A audiência-corrente transferiu a decisão de existir por si mesmo. Ela só existe por tabela, uma vida de segunda mão. Ela só “vive” se “acontece” na cadeia dramatizada por algo fora de si. O rebanho dócil não é físsil, é fóssil!

“A gente precisa voltar a ser a gente”, escutei de um caboclo de lança do maracatu de Chã de Camará – Aliança (PE). Ele estava entusiasmado com o seu Ponto de Cultura e a chance de recuperar a sua vida. Queria mostrar a sua cara do jeito que ele canta, dança, festeja, come, veste, fala, reza, ama, trabalha e até se revolta…

Quebrar esse desejo de “voltar ser a gente, mesmo” é a tática que lubrifica a corrente para que o giro não se interrompa. Uma vez desperto a submissão morre e o encanto da sedução dominadora para…
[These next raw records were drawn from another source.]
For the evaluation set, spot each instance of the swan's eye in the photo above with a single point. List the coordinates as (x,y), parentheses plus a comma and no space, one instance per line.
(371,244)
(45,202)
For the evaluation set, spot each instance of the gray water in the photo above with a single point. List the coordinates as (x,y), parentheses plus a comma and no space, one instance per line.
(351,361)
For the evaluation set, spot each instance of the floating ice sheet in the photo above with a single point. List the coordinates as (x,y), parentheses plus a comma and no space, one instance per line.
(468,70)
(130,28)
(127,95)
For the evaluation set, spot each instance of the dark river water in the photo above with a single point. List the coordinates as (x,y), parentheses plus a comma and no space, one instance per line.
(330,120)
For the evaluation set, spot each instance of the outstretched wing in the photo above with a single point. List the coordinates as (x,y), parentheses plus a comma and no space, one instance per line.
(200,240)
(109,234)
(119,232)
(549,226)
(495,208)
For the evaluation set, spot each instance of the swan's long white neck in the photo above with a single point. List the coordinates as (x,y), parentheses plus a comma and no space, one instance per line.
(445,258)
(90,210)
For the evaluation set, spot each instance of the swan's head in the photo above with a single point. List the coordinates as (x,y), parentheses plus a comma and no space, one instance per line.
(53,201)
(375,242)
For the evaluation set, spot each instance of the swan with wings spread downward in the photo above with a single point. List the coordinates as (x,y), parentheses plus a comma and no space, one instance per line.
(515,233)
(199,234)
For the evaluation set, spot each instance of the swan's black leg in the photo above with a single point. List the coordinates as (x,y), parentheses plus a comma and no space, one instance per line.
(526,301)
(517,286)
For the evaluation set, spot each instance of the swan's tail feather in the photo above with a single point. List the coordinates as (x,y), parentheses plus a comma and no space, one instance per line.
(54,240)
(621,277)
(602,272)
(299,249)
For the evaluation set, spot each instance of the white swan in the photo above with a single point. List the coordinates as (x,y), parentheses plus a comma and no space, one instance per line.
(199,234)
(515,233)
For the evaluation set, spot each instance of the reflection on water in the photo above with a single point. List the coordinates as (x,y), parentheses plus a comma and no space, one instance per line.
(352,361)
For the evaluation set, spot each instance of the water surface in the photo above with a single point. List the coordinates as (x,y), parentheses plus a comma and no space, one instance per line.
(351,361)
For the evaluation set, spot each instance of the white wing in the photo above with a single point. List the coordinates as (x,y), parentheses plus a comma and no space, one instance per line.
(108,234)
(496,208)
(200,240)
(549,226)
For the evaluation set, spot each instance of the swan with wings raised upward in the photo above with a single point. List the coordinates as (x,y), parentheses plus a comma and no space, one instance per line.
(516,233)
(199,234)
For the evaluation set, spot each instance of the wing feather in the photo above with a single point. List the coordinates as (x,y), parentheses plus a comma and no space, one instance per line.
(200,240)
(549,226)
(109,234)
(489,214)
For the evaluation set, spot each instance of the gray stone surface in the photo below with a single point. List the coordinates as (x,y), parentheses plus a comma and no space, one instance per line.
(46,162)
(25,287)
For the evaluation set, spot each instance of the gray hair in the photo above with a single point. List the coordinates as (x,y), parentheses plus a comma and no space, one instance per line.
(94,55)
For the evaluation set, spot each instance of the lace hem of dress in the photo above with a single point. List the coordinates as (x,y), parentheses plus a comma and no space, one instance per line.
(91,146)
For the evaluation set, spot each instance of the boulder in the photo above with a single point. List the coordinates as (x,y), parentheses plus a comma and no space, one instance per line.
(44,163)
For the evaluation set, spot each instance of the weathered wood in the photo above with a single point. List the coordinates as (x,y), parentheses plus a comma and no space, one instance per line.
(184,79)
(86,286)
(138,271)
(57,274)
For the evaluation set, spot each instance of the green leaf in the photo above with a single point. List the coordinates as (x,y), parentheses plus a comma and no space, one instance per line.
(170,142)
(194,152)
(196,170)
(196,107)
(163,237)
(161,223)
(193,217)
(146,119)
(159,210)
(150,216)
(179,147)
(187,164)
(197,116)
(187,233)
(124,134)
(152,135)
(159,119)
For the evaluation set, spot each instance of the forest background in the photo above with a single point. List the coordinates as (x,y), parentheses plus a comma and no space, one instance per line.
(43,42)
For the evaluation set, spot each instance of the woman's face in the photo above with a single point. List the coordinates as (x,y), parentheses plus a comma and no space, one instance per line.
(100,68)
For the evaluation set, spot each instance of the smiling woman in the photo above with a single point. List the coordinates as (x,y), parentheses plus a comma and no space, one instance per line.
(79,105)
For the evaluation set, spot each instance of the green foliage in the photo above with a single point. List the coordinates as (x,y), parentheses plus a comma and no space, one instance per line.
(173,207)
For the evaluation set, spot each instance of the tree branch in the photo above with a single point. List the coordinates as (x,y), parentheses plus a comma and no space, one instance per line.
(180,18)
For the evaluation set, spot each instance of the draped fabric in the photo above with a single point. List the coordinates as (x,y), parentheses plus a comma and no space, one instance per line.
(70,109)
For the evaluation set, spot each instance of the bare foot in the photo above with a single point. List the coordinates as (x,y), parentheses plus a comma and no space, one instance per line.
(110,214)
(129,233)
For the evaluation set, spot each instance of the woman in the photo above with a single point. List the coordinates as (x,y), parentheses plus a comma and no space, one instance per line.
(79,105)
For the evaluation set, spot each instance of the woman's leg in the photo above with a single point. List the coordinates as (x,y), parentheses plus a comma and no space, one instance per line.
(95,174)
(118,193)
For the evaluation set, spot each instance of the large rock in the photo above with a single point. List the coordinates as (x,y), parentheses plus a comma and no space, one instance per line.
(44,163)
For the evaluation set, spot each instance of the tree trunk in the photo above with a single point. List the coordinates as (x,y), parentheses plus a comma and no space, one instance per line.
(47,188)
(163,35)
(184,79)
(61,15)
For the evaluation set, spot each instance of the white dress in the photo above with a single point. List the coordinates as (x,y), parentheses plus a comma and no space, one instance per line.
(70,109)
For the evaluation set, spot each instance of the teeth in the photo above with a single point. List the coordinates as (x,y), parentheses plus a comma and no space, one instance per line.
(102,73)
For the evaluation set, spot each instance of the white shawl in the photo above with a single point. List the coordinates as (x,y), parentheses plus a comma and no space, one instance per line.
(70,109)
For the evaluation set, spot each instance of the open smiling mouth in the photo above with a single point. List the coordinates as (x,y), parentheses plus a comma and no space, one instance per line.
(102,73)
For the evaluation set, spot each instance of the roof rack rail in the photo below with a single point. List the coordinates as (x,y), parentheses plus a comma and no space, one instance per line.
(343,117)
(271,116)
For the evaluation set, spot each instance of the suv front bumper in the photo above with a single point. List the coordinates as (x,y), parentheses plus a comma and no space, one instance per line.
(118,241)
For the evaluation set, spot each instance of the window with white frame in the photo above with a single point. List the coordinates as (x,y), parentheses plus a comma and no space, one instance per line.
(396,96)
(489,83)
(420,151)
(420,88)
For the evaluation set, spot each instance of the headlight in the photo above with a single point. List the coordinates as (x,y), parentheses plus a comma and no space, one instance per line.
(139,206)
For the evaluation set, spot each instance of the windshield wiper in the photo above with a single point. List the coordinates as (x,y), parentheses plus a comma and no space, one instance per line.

E se a audiência quebra, o tal público-alvo deixou de estar na mira e a sociedade não é mais um mero “segmento de mercado”… Quebrou-se o encanto imobilizador, rompeu-se a grade da programação… e aí sai da frente (ou de cima) porque quando a base se mexe o salão se move.

(Me disseram que “estava longo pra usar em feice ou google+”, mas vai assim mesmo: a gente não se resume a tantas linhas adaptáveis ao fast-food do espumante frisson curti-não-curti ou +1 -1…)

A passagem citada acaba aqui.